The film opens with two children accidentally releasing a pair of caged birds before the camera lights on the melancholy figure of Ah-chuan (Su Ming-ming), absentmindedly embroidering beneath a large picture which appears to be of herself. The portrait, a source of contention with her husband Cheng, will follow her throughout her life a symbol of herself as a young woman with choices falling in hopeless love with a Japanese-speaking doctor, Kuo, who never gave her a second glance and later married someone else. Seemingly on the rebound, Ah-chuan consented to an arranged marriage to the wealthy son of a rice merchant who thinks himself a member of the local aristocracy, forever throwing around his money and reminding people of his good name, but the marriage is unhappy Cheng frustrated that his wife loves someone else and Ah-chuan unable to let go of her idealised image of Kuo. Soon enough, Cheng drowns, falling into the river stumbling around in a drunken stupor. As they pull his body out of the water, doting daughter Shu-chin remembers her father bitterly exclaiming that her mother loved someone else and, noticing the comforting arm of childhood friend Chin-shui on her shoulder, assumes it must be him.
It’s this fundamental misunderstanding that continues to colour the frustrated relationship between the two women, the grown-up Shu-chin (Vivian Chen Te-Yung) childishly complaining that Ah-chuan failed in her wifely responsibilities and has never been a mother to her, blaming her for Cheng’s death while criticising her commitment to her career almost as a betrayal of womanhood. By this point, Shu-chin is in her 20s and has a job as a record producer, later attempting to push her mother towards retirement claiming her salary is enough to support both her and her artistic brother but eventually leaving home entirely after beginning an affair with an unsuitable man defiantly ignoring Ah-chuan’s attempts to convince her she is making a huge mistake.

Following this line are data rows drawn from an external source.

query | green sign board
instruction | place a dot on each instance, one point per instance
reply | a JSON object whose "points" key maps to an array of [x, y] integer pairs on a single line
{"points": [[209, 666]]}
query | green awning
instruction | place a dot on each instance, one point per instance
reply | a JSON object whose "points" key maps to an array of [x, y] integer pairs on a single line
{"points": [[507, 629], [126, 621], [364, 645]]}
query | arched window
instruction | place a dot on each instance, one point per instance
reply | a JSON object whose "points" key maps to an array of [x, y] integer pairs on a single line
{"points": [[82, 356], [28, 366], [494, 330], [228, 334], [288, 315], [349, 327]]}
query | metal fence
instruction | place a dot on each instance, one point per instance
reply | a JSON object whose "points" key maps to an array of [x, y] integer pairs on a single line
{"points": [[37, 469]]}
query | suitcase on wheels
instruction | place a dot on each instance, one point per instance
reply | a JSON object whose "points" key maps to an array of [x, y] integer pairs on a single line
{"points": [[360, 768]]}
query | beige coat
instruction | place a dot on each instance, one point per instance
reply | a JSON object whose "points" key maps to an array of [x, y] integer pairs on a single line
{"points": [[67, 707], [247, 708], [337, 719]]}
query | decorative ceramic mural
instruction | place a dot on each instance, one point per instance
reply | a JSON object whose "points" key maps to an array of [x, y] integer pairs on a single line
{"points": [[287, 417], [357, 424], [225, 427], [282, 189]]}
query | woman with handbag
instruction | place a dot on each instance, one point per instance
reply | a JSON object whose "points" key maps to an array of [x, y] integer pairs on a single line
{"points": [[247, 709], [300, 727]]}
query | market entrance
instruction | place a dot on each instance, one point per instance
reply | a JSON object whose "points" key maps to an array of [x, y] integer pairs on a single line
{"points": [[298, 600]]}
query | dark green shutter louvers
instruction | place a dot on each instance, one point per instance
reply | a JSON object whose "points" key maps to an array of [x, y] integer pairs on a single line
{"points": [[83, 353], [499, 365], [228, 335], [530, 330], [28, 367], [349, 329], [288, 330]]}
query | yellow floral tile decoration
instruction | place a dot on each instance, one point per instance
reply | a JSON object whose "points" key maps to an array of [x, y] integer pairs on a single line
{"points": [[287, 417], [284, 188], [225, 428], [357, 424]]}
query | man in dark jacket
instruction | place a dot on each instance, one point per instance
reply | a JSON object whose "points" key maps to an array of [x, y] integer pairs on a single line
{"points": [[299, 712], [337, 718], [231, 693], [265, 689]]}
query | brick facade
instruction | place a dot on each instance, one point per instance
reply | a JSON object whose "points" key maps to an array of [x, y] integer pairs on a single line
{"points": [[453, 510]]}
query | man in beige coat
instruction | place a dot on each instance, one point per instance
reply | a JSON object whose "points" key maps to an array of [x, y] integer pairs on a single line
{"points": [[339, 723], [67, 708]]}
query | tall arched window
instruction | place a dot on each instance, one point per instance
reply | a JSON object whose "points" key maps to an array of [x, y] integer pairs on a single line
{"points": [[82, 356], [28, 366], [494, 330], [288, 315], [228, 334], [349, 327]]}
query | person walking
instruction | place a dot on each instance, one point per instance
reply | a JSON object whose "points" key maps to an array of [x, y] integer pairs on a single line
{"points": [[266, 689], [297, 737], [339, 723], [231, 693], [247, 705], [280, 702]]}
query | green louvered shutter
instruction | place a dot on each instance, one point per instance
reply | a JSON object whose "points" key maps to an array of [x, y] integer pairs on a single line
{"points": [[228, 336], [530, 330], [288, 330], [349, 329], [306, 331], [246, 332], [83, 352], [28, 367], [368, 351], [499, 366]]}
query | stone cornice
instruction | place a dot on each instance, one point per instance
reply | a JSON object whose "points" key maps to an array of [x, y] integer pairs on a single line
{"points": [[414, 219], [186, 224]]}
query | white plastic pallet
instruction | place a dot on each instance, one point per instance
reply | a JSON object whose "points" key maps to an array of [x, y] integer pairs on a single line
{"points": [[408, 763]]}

Meanwhile, Chin-shui resurfaces in their lives having become a wealthy real estate magnate, a career we saw him start back in the village by taking advantage of the post-war land reforms to buy up the redistributed estates of formerly noble families, some of it Cheng’s. In some ways, former sharecropper Chin-shui is a villainous Lopakhin intent on paving over the beautiful Taiwanese countryside with towering high rise buildings, a symbol of the nation’s transformation from agrarian economy to financial powerhouse and of the hollowness it implies. Yet Ah-chuan’s business is floundering partly she claims because of protectionist US trade laws leaving her at the mercy of men like Chin-shui who, though not the man in her heart, has long carried a torch for her despite knowing of her impossible, unrequited love for Dr. Kuo. Shu-chin finds herself in a similar position in her affair with free-spirited colleague Li Kang whose previous girlfriend attempted to take her own life, discovering the mutability of his affections after he becomes famous with one of his solo compositions, while also drawn to a more suitable match in the more traditional Yi-cheng who eventually pledges his love to her, offering to make her a home explaining that having a home is what gives the young confidence to wander.
Yet “home” is what Shu-chin continually rejects, yearning for her childhood in a more rural, quasi-feudal Taiwan while misunderstanding the tragedy of her parents’ toxic romance, only latterly reawakening to her mother’s love for her and discovering a new sense of security in a changing Taiwan as Ah-chuan frees them both in literally setting fire to the frustrated hopes of the past, reminding her “It’s always been our home”. A touching story of two women finally coming to understand each other while learning how to live in a changing society, Huang Yu-Shan’s maternal drama eventually bridges a generational divide as mother and daughter finally flee the coop but choose to fly together.